When I think of love–and I do so often–I think of two books about a person in love with two people at once. Charlotte Brontë’s Villette and Naguib Mahfouz’s Arabian Nights and Days. Lucy Snowe falls in love with Dr. John Bretton and M. Paul Emanuel. When Dr. Bretton marries Polly and goes on his honeymoon with her, Lucy is devastated. However, then M. Paul Emanuel reveals his love for her. At the end of the book, he has gone on a trip but is now coming home to France–when they will presumably marry. In the Mahfouz book, there is a man who is “in love” with two women: his wife, who is his age, and a younger woman whom he longs to make his “second wife.” Within a Muslim context, of course, this is allowed, but it is disconcerting to a Western reader–who ever speaks of that special place in a person’s heart belonging to two or more people? That, incidentally, is why Villette was lampooned in Victorian England: who speaks of a woman loving two men? However, as events unfold, the man in Arabian Nights and Days does not get to marry a second wife: his first wife tries to murder the younger woman, and in saving the second wife and honoring the first the man must give up hopes of a second marriage.

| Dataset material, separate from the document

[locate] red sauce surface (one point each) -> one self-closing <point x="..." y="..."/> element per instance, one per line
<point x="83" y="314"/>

I speak of these books because I have a similar dilemma. I have two men who I have a “crush” on (I will not refer to their names to avoid embarrassing them). One is good looking and one is not, both are smart. For reasons I will not get into, the second is one I have doubts about the propriety of my being interested in. Of course, neither has shone much sign of reciprocating. This is a common theme in my life: of unrequited love. This is despite the fact that I always wanted my life to be about “more than a man,” and perhaps that is what consoles me in living a life in which there is no man.

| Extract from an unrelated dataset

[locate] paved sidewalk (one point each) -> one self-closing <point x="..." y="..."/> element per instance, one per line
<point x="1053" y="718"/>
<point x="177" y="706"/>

I wonder why sex is so central to the modern concept of personhood, though of all things love is sometimes marginalized. People marry for love, but when sexuality tapers off, they are too prone to leave their spouse. I always wonder why they can not find a way to base their love on other things. This is despite the fact I have known or at least heard of woman who say like a Cathy Cartoon in Reflections has Irving say, “How will I know if you love me if you won’t have sex with me?” So many people think that love and sex are the same thing… but they really aren’t. This is despite–I think–some forms of love being based on sex in their earliest stages.

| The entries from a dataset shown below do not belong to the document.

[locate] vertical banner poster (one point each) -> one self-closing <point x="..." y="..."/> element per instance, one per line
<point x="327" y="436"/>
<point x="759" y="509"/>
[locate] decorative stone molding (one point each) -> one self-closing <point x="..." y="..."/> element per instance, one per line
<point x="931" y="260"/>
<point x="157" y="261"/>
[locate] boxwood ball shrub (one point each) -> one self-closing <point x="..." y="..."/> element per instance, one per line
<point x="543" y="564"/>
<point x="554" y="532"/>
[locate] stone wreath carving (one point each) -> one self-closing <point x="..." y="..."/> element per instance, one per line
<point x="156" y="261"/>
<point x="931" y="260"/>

This modern attitude is the antithesis of the Victorian view which Charlotte Brontë rebelled against in Jane Eyre and Villette. Yet she insisted that romantic love not act contrarily to the rules of ordinary ethics. Rochester’s first wife had to die before Jane Eyre could marry him. And Lucy Snowe could not try to supplant Polly in Dr. John’s heart because although she loves him, too, it would be ethically improper. Perhaps the modern age needs to recall the ethics of Charlotte Brontë and not just the passion she portrays so well.